A growing body of payroll data shows AI is eliminating entry-level jobs even as aggregate employment holds steady, deepening a divide between three prominent economists over whether the labor market faces a structural shift or a temporary adjustment.
The debate over whether artificial intelligence will destroy jobs has moved from hypothetical to empirical, with fresh payroll data showing a 3.8% annual decline in AI-exposed roles for workers aged 22 to 25 — even as overall employment in those occupations barely budges.
"Whatever it is, it's not going away," Erik Brynjolfsson, a Stanford economist who leads the Digital Economy Lab, told Fortune, referring to the persistent decline in early-career hiring since ChatGPT's launch.
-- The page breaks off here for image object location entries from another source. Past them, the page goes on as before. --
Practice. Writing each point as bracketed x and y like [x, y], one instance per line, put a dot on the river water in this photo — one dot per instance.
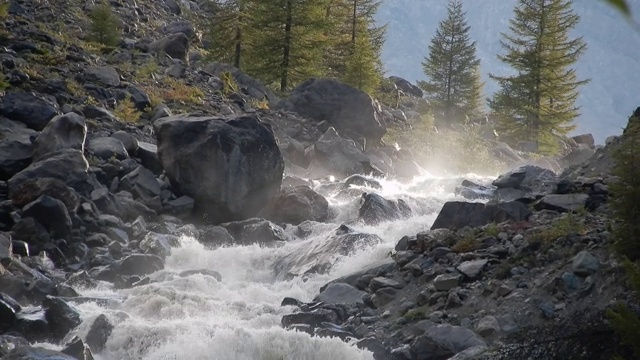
[238, 318]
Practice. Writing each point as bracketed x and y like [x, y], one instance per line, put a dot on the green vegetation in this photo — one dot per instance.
[105, 25]
[452, 68]
[626, 230]
[538, 102]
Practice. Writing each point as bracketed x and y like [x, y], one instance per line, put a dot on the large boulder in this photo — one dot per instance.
[458, 214]
[66, 131]
[15, 147]
[334, 155]
[295, 205]
[376, 209]
[346, 108]
[230, 167]
[28, 109]
[320, 254]
[175, 45]
[68, 165]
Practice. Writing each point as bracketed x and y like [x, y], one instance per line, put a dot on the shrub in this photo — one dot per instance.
[105, 25]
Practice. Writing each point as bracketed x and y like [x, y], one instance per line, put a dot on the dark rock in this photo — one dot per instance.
[344, 107]
[66, 131]
[50, 212]
[130, 143]
[99, 333]
[255, 230]
[15, 147]
[340, 293]
[106, 148]
[564, 203]
[69, 166]
[456, 214]
[36, 353]
[231, 168]
[102, 75]
[296, 205]
[28, 109]
[319, 255]
[175, 45]
[376, 209]
[60, 316]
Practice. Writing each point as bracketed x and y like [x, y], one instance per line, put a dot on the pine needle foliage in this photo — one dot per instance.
[105, 25]
[452, 67]
[538, 102]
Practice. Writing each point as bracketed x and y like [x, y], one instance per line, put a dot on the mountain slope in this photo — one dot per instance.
[612, 59]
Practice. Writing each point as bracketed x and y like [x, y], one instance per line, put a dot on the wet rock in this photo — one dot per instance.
[457, 214]
[130, 143]
[66, 131]
[158, 244]
[446, 282]
[99, 333]
[254, 231]
[69, 166]
[36, 353]
[51, 213]
[296, 205]
[564, 203]
[342, 106]
[585, 264]
[106, 148]
[320, 255]
[15, 147]
[376, 209]
[102, 75]
[60, 316]
[230, 167]
[175, 45]
[444, 341]
[28, 109]
[472, 268]
[340, 293]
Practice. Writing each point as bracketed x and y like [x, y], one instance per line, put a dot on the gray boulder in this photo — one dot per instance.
[458, 214]
[107, 147]
[348, 109]
[68, 165]
[295, 205]
[175, 45]
[15, 147]
[67, 131]
[102, 75]
[231, 167]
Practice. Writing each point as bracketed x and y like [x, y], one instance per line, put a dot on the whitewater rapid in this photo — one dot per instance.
[197, 317]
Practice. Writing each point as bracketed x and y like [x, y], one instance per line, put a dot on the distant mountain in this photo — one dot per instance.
[612, 60]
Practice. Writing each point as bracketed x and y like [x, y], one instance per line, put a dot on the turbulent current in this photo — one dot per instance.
[198, 317]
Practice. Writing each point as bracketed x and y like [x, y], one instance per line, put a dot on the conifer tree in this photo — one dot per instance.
[288, 44]
[228, 31]
[452, 67]
[105, 25]
[537, 103]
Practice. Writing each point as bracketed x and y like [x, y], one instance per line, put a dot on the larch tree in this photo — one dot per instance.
[227, 32]
[286, 46]
[452, 68]
[538, 102]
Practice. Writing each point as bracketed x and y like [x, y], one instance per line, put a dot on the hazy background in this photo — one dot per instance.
[612, 60]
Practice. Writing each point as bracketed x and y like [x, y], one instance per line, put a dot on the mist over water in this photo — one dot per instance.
[197, 317]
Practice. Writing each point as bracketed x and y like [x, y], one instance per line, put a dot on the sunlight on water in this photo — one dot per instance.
[197, 317]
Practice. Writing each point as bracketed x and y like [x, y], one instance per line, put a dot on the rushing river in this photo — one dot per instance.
[197, 317]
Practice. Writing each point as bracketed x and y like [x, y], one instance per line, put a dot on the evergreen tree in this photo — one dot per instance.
[227, 32]
[288, 44]
[105, 25]
[452, 67]
[537, 103]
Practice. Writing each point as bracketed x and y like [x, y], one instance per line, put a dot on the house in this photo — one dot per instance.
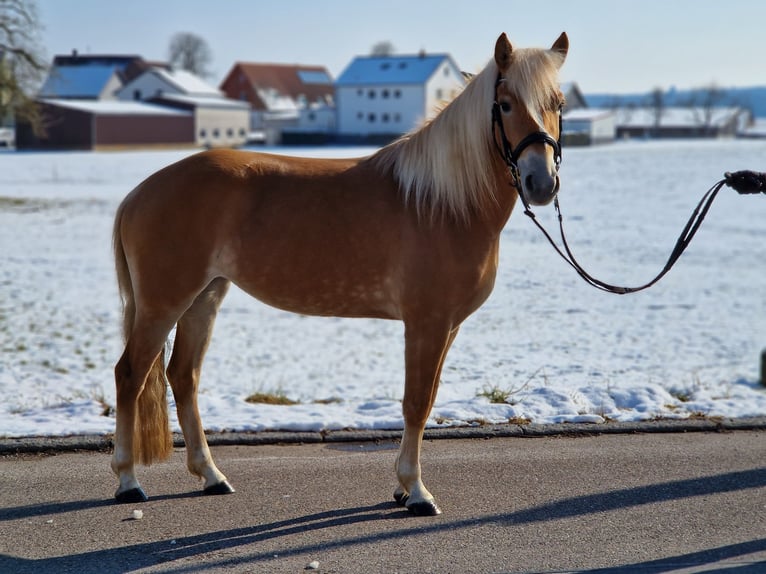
[218, 121]
[106, 124]
[681, 122]
[573, 96]
[588, 126]
[289, 103]
[379, 98]
[90, 77]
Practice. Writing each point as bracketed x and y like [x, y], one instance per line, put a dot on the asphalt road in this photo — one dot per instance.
[680, 503]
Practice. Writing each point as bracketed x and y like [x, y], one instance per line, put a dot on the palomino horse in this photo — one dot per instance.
[409, 233]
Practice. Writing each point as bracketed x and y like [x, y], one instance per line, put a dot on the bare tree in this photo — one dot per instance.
[657, 105]
[705, 101]
[21, 61]
[190, 52]
[384, 48]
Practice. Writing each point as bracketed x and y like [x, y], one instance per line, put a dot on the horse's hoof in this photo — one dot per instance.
[220, 488]
[426, 508]
[401, 498]
[131, 496]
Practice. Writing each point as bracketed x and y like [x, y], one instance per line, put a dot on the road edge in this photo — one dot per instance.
[60, 444]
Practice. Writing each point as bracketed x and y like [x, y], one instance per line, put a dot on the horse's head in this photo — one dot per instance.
[526, 116]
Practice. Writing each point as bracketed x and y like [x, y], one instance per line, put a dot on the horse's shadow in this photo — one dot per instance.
[137, 556]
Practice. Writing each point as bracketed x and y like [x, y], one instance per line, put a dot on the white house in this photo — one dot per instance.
[587, 126]
[218, 121]
[378, 98]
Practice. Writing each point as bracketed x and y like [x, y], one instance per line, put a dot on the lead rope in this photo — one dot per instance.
[743, 182]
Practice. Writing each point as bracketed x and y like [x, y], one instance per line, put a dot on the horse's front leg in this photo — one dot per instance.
[425, 350]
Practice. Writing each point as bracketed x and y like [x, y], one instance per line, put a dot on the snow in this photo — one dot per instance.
[558, 349]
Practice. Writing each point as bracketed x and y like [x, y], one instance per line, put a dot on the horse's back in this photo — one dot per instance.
[316, 236]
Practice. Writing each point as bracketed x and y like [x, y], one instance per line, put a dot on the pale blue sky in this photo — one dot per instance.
[616, 45]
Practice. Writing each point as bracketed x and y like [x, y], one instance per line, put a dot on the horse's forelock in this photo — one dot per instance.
[533, 79]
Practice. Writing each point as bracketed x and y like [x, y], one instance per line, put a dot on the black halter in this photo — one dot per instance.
[512, 155]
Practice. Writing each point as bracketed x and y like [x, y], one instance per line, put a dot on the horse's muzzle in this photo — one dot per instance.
[539, 180]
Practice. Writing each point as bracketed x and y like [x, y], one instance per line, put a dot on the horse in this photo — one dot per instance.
[409, 233]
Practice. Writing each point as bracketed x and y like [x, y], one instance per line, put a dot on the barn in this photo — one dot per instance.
[107, 124]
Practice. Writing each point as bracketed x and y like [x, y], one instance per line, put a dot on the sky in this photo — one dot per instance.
[616, 46]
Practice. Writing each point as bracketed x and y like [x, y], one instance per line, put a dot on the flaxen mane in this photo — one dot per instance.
[443, 167]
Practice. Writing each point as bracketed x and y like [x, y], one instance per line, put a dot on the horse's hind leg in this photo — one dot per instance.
[425, 351]
[141, 429]
[193, 334]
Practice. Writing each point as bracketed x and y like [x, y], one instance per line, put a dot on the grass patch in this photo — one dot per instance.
[521, 421]
[330, 401]
[494, 394]
[498, 395]
[276, 398]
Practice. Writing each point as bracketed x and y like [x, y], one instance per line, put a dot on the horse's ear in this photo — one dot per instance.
[561, 46]
[503, 50]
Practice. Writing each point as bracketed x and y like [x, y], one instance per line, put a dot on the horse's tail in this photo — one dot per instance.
[152, 440]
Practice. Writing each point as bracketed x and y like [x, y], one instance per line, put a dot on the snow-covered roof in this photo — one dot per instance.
[115, 107]
[77, 81]
[686, 117]
[186, 82]
[587, 114]
[367, 70]
[205, 101]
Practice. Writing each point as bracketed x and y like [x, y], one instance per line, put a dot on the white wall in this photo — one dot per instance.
[216, 127]
[443, 85]
[379, 109]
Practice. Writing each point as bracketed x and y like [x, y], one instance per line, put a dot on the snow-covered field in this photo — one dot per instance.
[558, 349]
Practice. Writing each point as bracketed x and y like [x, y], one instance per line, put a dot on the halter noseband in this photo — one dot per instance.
[512, 155]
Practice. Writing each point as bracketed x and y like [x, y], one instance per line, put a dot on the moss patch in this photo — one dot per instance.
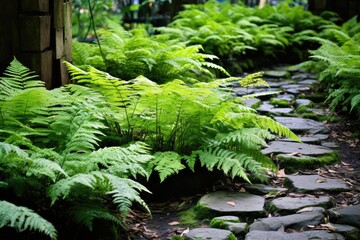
[280, 102]
[190, 217]
[303, 162]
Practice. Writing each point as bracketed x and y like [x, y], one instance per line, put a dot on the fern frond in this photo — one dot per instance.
[123, 161]
[23, 218]
[18, 77]
[166, 164]
[85, 213]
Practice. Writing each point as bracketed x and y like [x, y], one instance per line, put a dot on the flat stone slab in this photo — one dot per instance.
[293, 204]
[208, 233]
[346, 215]
[316, 183]
[233, 203]
[295, 221]
[302, 125]
[295, 147]
[265, 235]
[307, 82]
[276, 74]
[262, 189]
[303, 102]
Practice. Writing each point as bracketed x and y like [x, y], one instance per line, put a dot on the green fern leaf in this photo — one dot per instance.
[23, 218]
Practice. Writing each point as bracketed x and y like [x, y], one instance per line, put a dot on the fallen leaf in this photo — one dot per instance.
[174, 223]
[231, 203]
[281, 229]
[281, 173]
[185, 231]
[329, 226]
[242, 190]
[345, 164]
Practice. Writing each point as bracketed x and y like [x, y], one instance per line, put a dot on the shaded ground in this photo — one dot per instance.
[164, 223]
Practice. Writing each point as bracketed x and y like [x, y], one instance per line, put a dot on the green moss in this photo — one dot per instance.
[301, 109]
[221, 223]
[189, 217]
[315, 97]
[294, 163]
[232, 237]
[202, 212]
[280, 102]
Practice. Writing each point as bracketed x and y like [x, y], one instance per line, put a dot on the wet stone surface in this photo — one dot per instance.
[276, 235]
[293, 204]
[294, 147]
[316, 183]
[208, 233]
[224, 203]
[302, 125]
[293, 221]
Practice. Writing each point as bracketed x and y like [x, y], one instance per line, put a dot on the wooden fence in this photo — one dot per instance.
[39, 34]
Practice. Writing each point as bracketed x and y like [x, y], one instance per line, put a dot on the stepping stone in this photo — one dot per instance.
[295, 147]
[230, 223]
[277, 83]
[316, 183]
[349, 232]
[307, 82]
[330, 144]
[285, 205]
[252, 102]
[277, 74]
[346, 215]
[266, 107]
[302, 125]
[262, 189]
[295, 221]
[314, 139]
[303, 102]
[230, 203]
[209, 233]
[265, 235]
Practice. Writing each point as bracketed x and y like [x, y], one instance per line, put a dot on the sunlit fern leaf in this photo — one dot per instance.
[355, 102]
[123, 161]
[23, 218]
[166, 164]
[63, 188]
[6, 149]
[85, 213]
[18, 77]
[125, 192]
[44, 167]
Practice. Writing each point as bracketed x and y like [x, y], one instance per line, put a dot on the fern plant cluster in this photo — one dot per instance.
[128, 54]
[337, 62]
[251, 36]
[53, 174]
[69, 157]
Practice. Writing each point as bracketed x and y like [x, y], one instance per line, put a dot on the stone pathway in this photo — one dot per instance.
[301, 204]
[303, 207]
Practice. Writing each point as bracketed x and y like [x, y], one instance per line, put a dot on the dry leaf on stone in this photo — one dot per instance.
[329, 226]
[231, 203]
[174, 223]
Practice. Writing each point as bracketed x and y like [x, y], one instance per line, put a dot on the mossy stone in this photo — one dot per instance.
[280, 102]
[295, 163]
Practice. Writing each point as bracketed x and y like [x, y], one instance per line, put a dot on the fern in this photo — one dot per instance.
[18, 77]
[166, 164]
[23, 218]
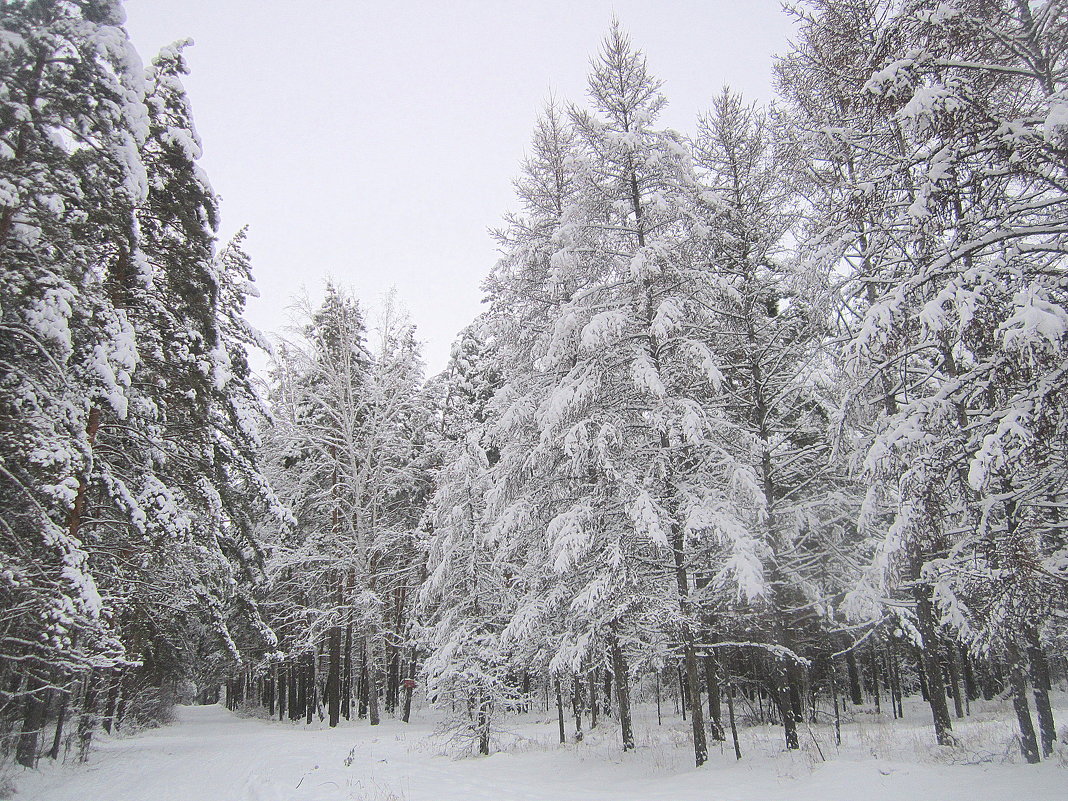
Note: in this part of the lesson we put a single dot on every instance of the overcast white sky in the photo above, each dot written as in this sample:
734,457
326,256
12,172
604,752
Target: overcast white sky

The data, drawn from ADP's payroll records covering roughly one in six American workers, shows the effect has actually intensified over time. Employment for young workers in highly AI-exposed occupations fell 2.8% year-over-year through April 2024, then accelerated to more than 4% annually through April 2026. By contrast, the least-exposed jobs for the same age group are growing at 2% annually. Mid-career workers ages 31 to 34 are also contracting, down 1.7% year-over-year, while workers ages 35 to 40 are growing at 2%.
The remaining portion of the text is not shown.